Paolo Biasi, 72 anni, nome in codice “La Sfinge”, superboss della Fondazione Cariverona, è uno degli uomini più potenti della finanza italiana. L’Ente che presiede, forte di un pacchetto del 5 per cento di Unicredit, ha giocato un ruolo decisivo nel ribaltone che nei mesi scorsi ha messo fuori gioco Alessandro Profumo. Capita che Biasi, che è anche imprenditore, sia inciampato in un’inchiesta giudiziaria per il fallimento di un’azienda di famiglia. L’accusa è bancarotta preferenziale.

Problema: lo statuto della fondazione prevede la sospensione dei consiglieri in caso di condanna in primo grado. Biasi, in sella da quasi vent’anni, poteva farsi da parte in attesa che venissero chiariti i fatti. In altri tempi sarebbe successo così. Che credibilità può avere un banchiere accusato di bancarotta? E invece, com’era prevedibile, è arrivato il salvagente. Con l’appoggio del sindaco leghista di Verona Flavio Tosi, socio pesante della Fondazione, venerdì scorso l’ente ha varato una modifica dello statuto. Adesso il consigliere condannato in primo grado viene sospeso, ma il consiglio generale della Fondazione ha la facoltà di reintegrarlo immediatamente. “Abbiamo adeguato il regolamento a quanto è previsto dalla disciplina generale su banche e assicurazioni”, questa in breve la spiegazione ufficiale che arriva da Verona.

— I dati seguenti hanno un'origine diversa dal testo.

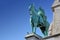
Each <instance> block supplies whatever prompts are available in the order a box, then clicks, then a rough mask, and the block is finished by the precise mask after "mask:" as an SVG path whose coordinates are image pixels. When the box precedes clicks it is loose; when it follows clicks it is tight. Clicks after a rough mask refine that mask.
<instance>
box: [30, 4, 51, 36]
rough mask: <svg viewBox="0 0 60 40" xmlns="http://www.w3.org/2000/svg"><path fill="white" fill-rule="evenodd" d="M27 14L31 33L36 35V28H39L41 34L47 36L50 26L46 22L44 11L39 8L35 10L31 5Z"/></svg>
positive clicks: (46, 17)
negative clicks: (28, 13) (28, 14)
mask: <svg viewBox="0 0 60 40" xmlns="http://www.w3.org/2000/svg"><path fill="white" fill-rule="evenodd" d="M29 12H30V22H31V26H32V32H33V33H36V28H37V27H39V28H40V29H41V31H42V33H43V34H44V35H45V36H47V35H48V29H49V25H50V24H49V23H48V21H47V17H46V16H45V12H44V10H43V9H42V8H41V7H39V9H38V10H36V9H35V7H34V5H33V4H32V5H30V6H29Z"/></svg>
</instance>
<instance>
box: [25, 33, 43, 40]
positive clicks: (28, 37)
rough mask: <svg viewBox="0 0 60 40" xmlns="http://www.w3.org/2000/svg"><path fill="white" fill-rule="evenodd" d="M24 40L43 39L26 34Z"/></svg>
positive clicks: (30, 34)
mask: <svg viewBox="0 0 60 40" xmlns="http://www.w3.org/2000/svg"><path fill="white" fill-rule="evenodd" d="M25 39H26V40H43V38H42V37H41V36H39V35H37V34H35V33H31V34H27V35H26V36H25Z"/></svg>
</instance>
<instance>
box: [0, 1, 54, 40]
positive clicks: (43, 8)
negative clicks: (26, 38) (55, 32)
mask: <svg viewBox="0 0 60 40" xmlns="http://www.w3.org/2000/svg"><path fill="white" fill-rule="evenodd" d="M53 1H54V0H0V40H25V38H24V37H25V35H26V34H27V32H31V25H30V21H29V19H30V15H29V9H28V7H29V5H30V4H32V3H33V4H34V5H35V8H36V9H38V8H39V7H40V6H41V7H42V8H43V9H44V11H45V14H46V16H47V20H48V22H49V23H51V21H52V18H53V12H52V9H51V6H52V4H53ZM37 34H39V35H40V36H43V35H42V33H41V31H40V29H39V28H37Z"/></svg>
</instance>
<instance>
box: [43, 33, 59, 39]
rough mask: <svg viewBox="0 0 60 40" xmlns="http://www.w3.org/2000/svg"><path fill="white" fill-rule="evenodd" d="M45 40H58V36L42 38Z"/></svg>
mask: <svg viewBox="0 0 60 40" xmlns="http://www.w3.org/2000/svg"><path fill="white" fill-rule="evenodd" d="M44 39H45V40H60V34H56V35H52V36H48V37H45V38H44Z"/></svg>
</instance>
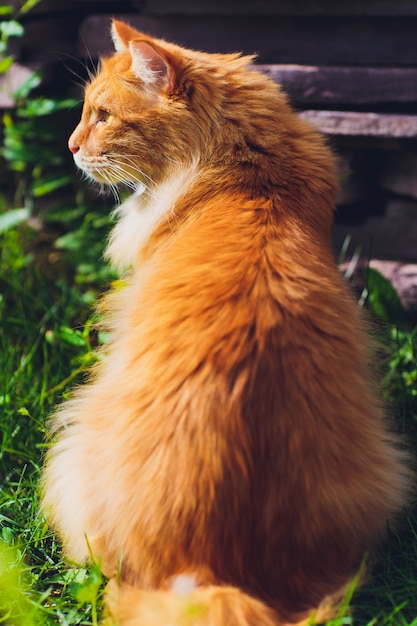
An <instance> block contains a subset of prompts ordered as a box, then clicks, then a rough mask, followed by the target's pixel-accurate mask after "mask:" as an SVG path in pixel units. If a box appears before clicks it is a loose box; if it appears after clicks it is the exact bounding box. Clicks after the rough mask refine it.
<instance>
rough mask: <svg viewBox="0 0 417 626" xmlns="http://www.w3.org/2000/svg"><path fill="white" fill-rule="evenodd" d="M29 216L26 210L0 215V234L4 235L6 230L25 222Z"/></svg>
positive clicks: (5, 213)
mask: <svg viewBox="0 0 417 626" xmlns="http://www.w3.org/2000/svg"><path fill="white" fill-rule="evenodd" d="M29 216H30V211H29V209H27V208H23V209H12V210H11V211H7V213H3V214H2V215H0V233H5V232H6V231H7V230H10V229H11V228H14V227H15V226H17V225H18V224H21V223H22V222H24V221H26V220H27V219H28V218H29Z"/></svg>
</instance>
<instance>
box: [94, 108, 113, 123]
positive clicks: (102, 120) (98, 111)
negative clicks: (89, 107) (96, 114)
mask: <svg viewBox="0 0 417 626" xmlns="http://www.w3.org/2000/svg"><path fill="white" fill-rule="evenodd" d="M110 117H111V113H110V112H109V111H106V110H105V109H99V110H98V111H97V119H96V124H99V123H106V122H108V121H109V119H110Z"/></svg>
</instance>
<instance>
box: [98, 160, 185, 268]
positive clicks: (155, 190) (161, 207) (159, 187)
mask: <svg viewBox="0 0 417 626" xmlns="http://www.w3.org/2000/svg"><path fill="white" fill-rule="evenodd" d="M195 176H196V168H195V166H190V167H188V168H186V169H184V170H181V171H180V172H178V171H177V172H175V174H174V175H172V176H170V177H168V178H167V179H166V180H165V181H164V182H163V183H162V184H161V185H159V186H158V187H154V188H145V187H143V188H142V189H140V190H138V191H137V192H136V193H134V194H133V195H132V196H130V197H129V198H128V199H127V200H125V202H123V203H122V204H121V205H120V206H119V207H118V208H117V209H116V210H115V212H114V215H115V217H116V219H117V220H118V222H117V224H116V225H115V227H114V228H113V231H112V233H111V235H110V240H109V244H108V246H107V249H106V252H105V255H106V257H107V258H108V259H109V260H110V261H111V263H112V265H113V266H114V267H116V268H118V269H119V270H122V269H124V268H126V267H129V266H130V265H132V264H133V263H134V260H135V257H136V255H137V252H138V251H139V250H140V248H141V247H142V246H143V245H144V244H145V243H146V241H147V240H148V239H149V237H150V235H151V234H152V232H153V231H154V229H155V228H157V227H158V225H159V224H160V223H161V221H162V220H163V219H168V220H172V221H175V204H176V202H177V200H178V198H179V197H180V196H182V195H183V194H184V193H185V192H186V190H187V188H189V186H190V185H191V184H192V182H193V180H194V178H195Z"/></svg>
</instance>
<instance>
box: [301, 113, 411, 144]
mask: <svg viewBox="0 0 417 626" xmlns="http://www.w3.org/2000/svg"><path fill="white" fill-rule="evenodd" d="M300 115H301V117H303V118H304V119H306V120H308V121H309V122H311V123H312V124H314V125H315V126H316V127H317V128H318V129H319V130H320V131H322V132H323V133H325V134H327V135H336V136H340V135H342V136H350V137H364V136H366V137H380V138H397V139H415V138H417V115H394V114H388V113H357V112H352V111H314V110H313V111H311V110H308V111H302V112H301V113H300Z"/></svg>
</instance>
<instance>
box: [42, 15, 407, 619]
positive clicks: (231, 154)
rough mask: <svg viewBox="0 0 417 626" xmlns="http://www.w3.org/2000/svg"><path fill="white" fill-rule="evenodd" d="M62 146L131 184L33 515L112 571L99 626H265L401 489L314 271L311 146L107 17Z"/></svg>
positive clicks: (147, 36)
mask: <svg viewBox="0 0 417 626" xmlns="http://www.w3.org/2000/svg"><path fill="white" fill-rule="evenodd" d="M113 40H114V43H115V48H116V53H115V54H114V56H112V57H111V58H106V59H103V61H102V66H101V70H100V72H99V73H98V75H97V76H96V77H95V78H94V79H93V80H92V82H91V83H90V84H89V85H88V86H87V88H86V92H85V103H84V109H83V113H82V117H81V121H80V123H79V125H78V126H77V128H76V129H75V131H74V133H73V134H72V136H71V138H70V140H69V147H70V150H71V152H73V154H74V159H75V162H76V164H77V165H78V167H80V168H81V169H82V170H83V171H84V172H85V173H86V174H87V175H89V176H90V177H91V178H92V179H95V180H97V181H100V182H103V183H108V184H109V185H118V184H121V183H125V184H127V185H129V186H131V187H132V188H134V193H133V195H132V196H131V197H130V198H129V199H128V200H127V201H126V202H124V203H123V204H122V205H121V206H120V208H119V209H118V210H117V214H118V217H119V221H118V223H117V225H116V226H115V228H114V230H113V233H112V236H111V238H110V242H109V246H108V251H107V253H108V256H109V258H110V259H111V261H112V262H113V263H114V265H115V266H117V267H119V268H126V271H127V273H126V286H125V287H124V288H123V289H119V290H114V292H113V293H111V294H110V295H108V296H107V297H106V299H105V301H104V305H103V312H104V317H105V319H106V324H107V327H108V328H109V329H110V330H111V334H112V339H111V341H110V343H109V344H108V345H107V346H106V351H105V354H104V355H103V359H102V361H101V363H100V365H99V366H98V367H97V368H96V369H95V371H94V372H93V375H92V377H91V381H90V382H89V384H87V385H85V386H83V387H82V388H80V389H78V390H77V391H76V392H75V393H74V396H73V399H72V400H71V401H69V402H66V403H64V404H63V406H62V408H61V409H60V411H59V412H58V413H57V415H56V416H55V418H54V421H53V426H52V431H53V432H54V433H55V435H56V443H54V444H53V446H52V448H51V450H50V453H49V456H48V459H47V462H46V468H45V474H44V509H45V511H46V512H47V513H48V515H49V516H50V520H51V524H52V526H53V527H54V528H55V529H56V531H57V532H58V533H59V535H60V536H61V538H62V540H63V544H64V547H65V550H66V552H67V554H68V555H69V556H70V557H71V558H72V559H75V560H77V561H81V560H83V559H87V558H88V556H89V547H88V545H90V546H91V550H92V552H93V554H94V556H95V557H99V556H101V557H102V560H103V567H104V571H105V572H106V574H107V575H109V576H113V575H115V574H116V572H117V571H118V567H119V563H121V565H120V571H119V579H118V582H117V583H116V582H114V584H113V585H111V586H110V589H109V591H108V595H107V605H108V609H107V612H108V615H107V618H106V619H107V620H108V622H109V623H114V622H115V623H118V624H120V625H123V626H128V625H129V626H130V625H131V626H133V625H138V626H139V625H140V626H160V625H161V626H162V625H164V626H174V625H177V626H178V625H180V626H188V625H190V626H191V625H193V626H196V625H198V626H203V625H204V626H249V625H250V626H274V625H275V626H277V625H281V624H284V623H293V622H298V621H302V620H306V619H307V618H308V616H309V615H310V614H311V612H313V613H314V611H315V610H317V608H318V607H319V606H325V605H326V603H327V602H328V601H330V600H329V598H331V597H332V596H333V595H334V594H337V593H338V592H339V590H340V589H343V587H344V585H346V583H347V582H348V581H349V579H350V578H351V577H352V576H353V575H354V574H355V572H356V571H357V568H358V567H359V566H360V563H361V560H362V558H363V556H364V554H365V552H367V551H372V550H373V548H374V547H375V545H376V543H377V542H378V541H379V540H380V539H381V538H382V537H383V535H384V530H385V528H386V526H387V521H389V520H392V519H393V518H395V516H396V514H398V512H399V511H400V510H401V507H402V505H403V503H404V500H405V496H406V492H407V490H408V483H409V478H408V470H407V463H406V460H405V459H404V456H403V453H402V452H401V451H399V448H398V445H397V442H396V439H395V437H394V436H392V435H391V434H390V433H389V431H388V428H387V426H386V425H385V424H384V421H383V417H382V414H381V408H380V404H379V401H378V400H377V399H376V397H375V394H374V391H373V382H372V379H371V377H370V373H369V363H368V351H367V347H366V343H367V342H366V339H365V337H364V334H363V324H362V322H361V319H360V312H359V310H358V307H357V306H356V304H355V302H354V300H353V299H352V298H351V296H350V294H349V292H348V290H347V288H346V286H345V284H344V282H343V279H342V278H341V277H340V275H339V273H338V270H337V268H336V267H335V264H334V261H333V258H332V253H331V249H330V243H329V240H330V230H331V223H332V216H333V208H334V204H335V195H336V192H337V184H336V177H335V163H334V160H333V157H332V155H331V154H330V152H329V150H328V148H327V147H326V145H325V142H324V141H323V139H322V138H321V137H320V136H319V134H318V133H317V132H315V131H314V130H313V129H312V128H310V126H308V125H307V124H306V123H305V122H304V121H302V120H301V119H299V117H297V115H295V114H294V112H293V111H292V110H291V108H290V107H289V105H288V103H287V100H286V98H285V96H284V95H283V94H282V93H281V92H280V90H279V88H278V87H277V86H276V85H275V84H274V83H273V82H272V81H271V80H269V79H268V78H267V77H265V76H264V75H262V74H261V73H260V72H258V71H256V70H255V69H254V68H253V67H251V66H250V63H251V58H249V57H241V56H239V55H237V54H235V55H220V54H215V55H214V54H213V55H212V54H205V53H201V52H195V51H192V50H186V49H183V48H180V47H179V46H176V45H173V44H170V43H166V42H164V41H162V40H156V39H153V38H151V37H149V36H147V35H144V34H142V33H139V32H137V31H136V30H134V29H133V28H131V27H130V26H128V25H127V24H124V23H122V22H116V21H115V22H114V23H113Z"/></svg>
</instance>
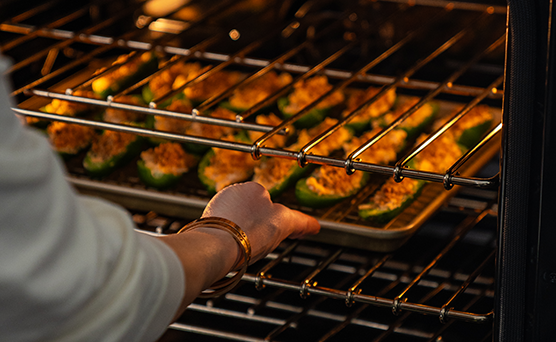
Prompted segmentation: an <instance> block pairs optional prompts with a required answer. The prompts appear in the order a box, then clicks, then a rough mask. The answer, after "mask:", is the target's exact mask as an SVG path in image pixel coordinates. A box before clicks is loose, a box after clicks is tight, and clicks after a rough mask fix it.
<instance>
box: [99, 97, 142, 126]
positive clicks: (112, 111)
mask: <svg viewBox="0 0 556 342" xmlns="http://www.w3.org/2000/svg"><path fill="white" fill-rule="evenodd" d="M116 102H118V103H125V104H130V105H137V106H139V105H141V104H142V101H141V100H140V99H139V98H138V97H136V96H122V97H119V98H118V99H117V100H116ZM144 117H145V114H141V113H139V112H135V111H132V110H123V109H115V108H111V107H109V108H106V111H105V112H104V120H105V121H107V122H113V123H125V122H132V121H137V120H142V119H144Z"/></svg>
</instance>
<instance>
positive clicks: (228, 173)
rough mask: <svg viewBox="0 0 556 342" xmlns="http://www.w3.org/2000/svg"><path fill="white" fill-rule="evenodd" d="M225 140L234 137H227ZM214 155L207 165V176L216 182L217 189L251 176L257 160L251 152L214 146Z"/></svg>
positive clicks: (209, 178)
mask: <svg viewBox="0 0 556 342" xmlns="http://www.w3.org/2000/svg"><path fill="white" fill-rule="evenodd" d="M224 139H225V140H232V139H233V138H230V137H226V138H224ZM213 151H214V155H213V156H212V158H211V159H210V162H209V165H207V166H206V168H205V170H204V173H205V176H206V177H207V178H209V179H211V180H212V181H214V183H215V188H216V191H220V190H222V189H223V188H225V187H226V186H228V185H230V184H233V183H237V182H241V181H244V180H246V179H248V178H249V177H251V175H252V174H253V169H254V168H255V164H256V161H255V160H253V158H251V155H250V154H249V153H245V152H239V151H234V150H228V149H222V148H213Z"/></svg>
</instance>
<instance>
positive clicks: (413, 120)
mask: <svg viewBox="0 0 556 342" xmlns="http://www.w3.org/2000/svg"><path fill="white" fill-rule="evenodd" d="M417 102H419V99H418V98H412V99H410V100H407V101H405V102H404V103H402V104H401V105H400V106H398V107H397V108H396V110H394V111H393V112H390V113H386V114H385V115H384V117H383V119H384V124H385V125H389V124H391V123H392V122H393V121H394V120H396V119H397V118H399V117H400V116H401V115H402V114H404V113H405V112H407V111H408V110H409V109H410V108H411V107H413V106H414V105H415V104H416V103H417ZM432 111H433V108H432V107H431V105H429V104H424V105H423V106H421V107H420V108H419V109H417V110H416V111H415V112H414V113H411V115H410V116H409V117H407V118H406V119H405V120H404V121H403V122H402V123H400V125H399V126H398V127H399V128H413V127H417V126H419V125H420V124H422V123H423V122H424V121H425V120H426V119H427V118H428V117H429V116H430V115H431V114H432Z"/></svg>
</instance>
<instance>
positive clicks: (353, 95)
mask: <svg viewBox="0 0 556 342" xmlns="http://www.w3.org/2000/svg"><path fill="white" fill-rule="evenodd" d="M380 90H381V89H380V88H375V87H369V88H367V89H366V90H360V89H356V90H354V91H353V93H352V94H351V95H350V96H349V98H348V100H347V103H346V109H345V110H344V111H343V116H347V115H348V114H350V113H351V112H353V111H354V110H355V109H357V108H358V107H359V106H360V105H362V104H363V103H365V102H366V101H368V100H370V99H371V98H373V97H374V96H375V95H376V94H378V92H379V91H380ZM395 101H396V89H395V88H392V89H390V90H388V91H387V92H386V93H385V94H384V95H382V96H381V97H379V98H378V99H377V100H376V101H374V102H373V103H371V104H370V105H367V106H366V107H365V108H364V109H363V110H362V111H361V112H360V113H359V114H357V116H356V117H355V118H353V119H352V120H351V122H359V121H368V120H370V119H373V118H376V117H379V116H381V115H382V114H384V113H385V112H386V111H388V110H389V109H390V108H392V106H393V105H394V102H395Z"/></svg>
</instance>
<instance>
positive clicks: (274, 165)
mask: <svg viewBox="0 0 556 342" xmlns="http://www.w3.org/2000/svg"><path fill="white" fill-rule="evenodd" d="M337 122H338V120H336V119H331V118H326V119H325V121H324V122H323V123H321V124H320V125H318V126H317V127H314V128H312V129H309V130H306V129H304V130H301V131H300V132H299V135H298V140H297V142H296V143H294V144H292V145H291V146H290V147H289V149H290V150H294V151H296V150H299V149H301V148H302V147H303V146H304V145H305V144H307V143H308V142H309V141H310V140H311V139H312V138H314V137H316V136H317V135H318V134H320V133H322V132H324V131H325V130H326V129H328V128H330V127H331V126H332V125H334V124H335V123H337ZM350 136H351V135H350V134H349V131H348V130H347V129H345V128H343V127H342V128H340V129H339V130H338V131H336V132H334V134H332V135H331V136H330V137H328V138H327V139H325V140H323V141H322V142H321V143H319V144H318V145H317V146H316V147H315V148H313V149H312V150H310V153H314V154H318V155H328V154H330V152H332V151H333V150H336V149H338V148H340V147H341V146H342V144H343V142H345V141H346V140H347V139H349V137H350ZM296 164H297V161H296V160H291V159H285V158H267V159H265V160H264V162H262V163H261V164H260V165H259V166H257V167H256V168H255V176H254V177H253V180H254V181H256V182H258V183H260V184H262V185H263V186H264V187H266V188H267V189H270V188H272V187H274V186H275V185H276V184H278V183H280V182H282V181H283V180H284V178H285V177H286V176H288V175H289V172H290V169H291V168H292V167H294V166H295V165H296Z"/></svg>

Proprio così: gli amministratori di banche e assicurazioni condannati in primo grado possono essere reintegrati dagli azionisti. Cioè, di solito, quegli stessi poteri forti che li hanno nominati la prima volta. Lo abbiamo visto negli anni scorsi per Cesare Geronzi, rimesso prontamente sul trono di Capitalia e di Mediobanca dopo un paio di scivoloni giudiziari. E Biasi può essere da meno di Geronzi? No, ovviamente. Ed ecco la norma salvapoltrona. “Un lavoro ben fatto”, ha commentato il leghista Tosi.